The American Historical Association, a more than century-old nonprofit organization made up of professional historians, voiced their displeasure at Texas state Republicans even attempting to wiggle out of history. They labeled the legislation flawed and said that it could have an adverse effect on institutions that present history to the public.
“One provision hinders the professional development of curators, administrators, and other employees in facilities such as museums, libraries, parks, and historical societies. Another would impede essential fundraising efforts on the part of those facilities,” read the statement sent to the AmNews. “As a result of this law, historical programming for the public throughout the state could be severely compromised. This makes no sense in a state that has created such world-class history institutions as the Bullock Texas State History Museum, and whose history provides important lessons to residents and visitors alike.

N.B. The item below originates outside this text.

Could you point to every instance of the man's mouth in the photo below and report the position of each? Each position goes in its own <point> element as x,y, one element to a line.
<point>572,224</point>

“Not all teaching about history takes place in classrooms.”
Attacks on curriculums aren’t the only race-based controversies in Texas.
Judge Robert Pittman of the U.S. District Court for the Western District of Texas granted the University of Texas at Austin’s motion to dismiss Monday in Students for Fair Admissions Inc. vs. University of Texas at Austin, which also dismisses the case without prejudice.
Students for Fair Admissions is a nonprofit that’s represented students around the country in their nationwide fight against affirmative action and other race-based college admission policies.
David Hinojosa, director of the Educational Opportunities Project at the Lawyers’ Committee for Civil Rights Under Law, praised the ruling and said that SFFA should stop attempting to undo diversity on campuses.
“For years, the race-conscious admissions policy at the University of Texas at Austin has helped to advance racial diversity and make certain that underrepresented students of color are not overlooked when applying for admission,” said Hinojosa. “…This is the third time SFFA has attempted to bring another lawsuit, and the third time they have failed. Race touches every part of a students’ life, and we need race-conscious admissions policies to continue dismantling the structural inequality that pervades our country.
“As our nation becomes increasingly diverse, our college campuses must keep pace, and today’s ruling makes certain that will continue in Texas.”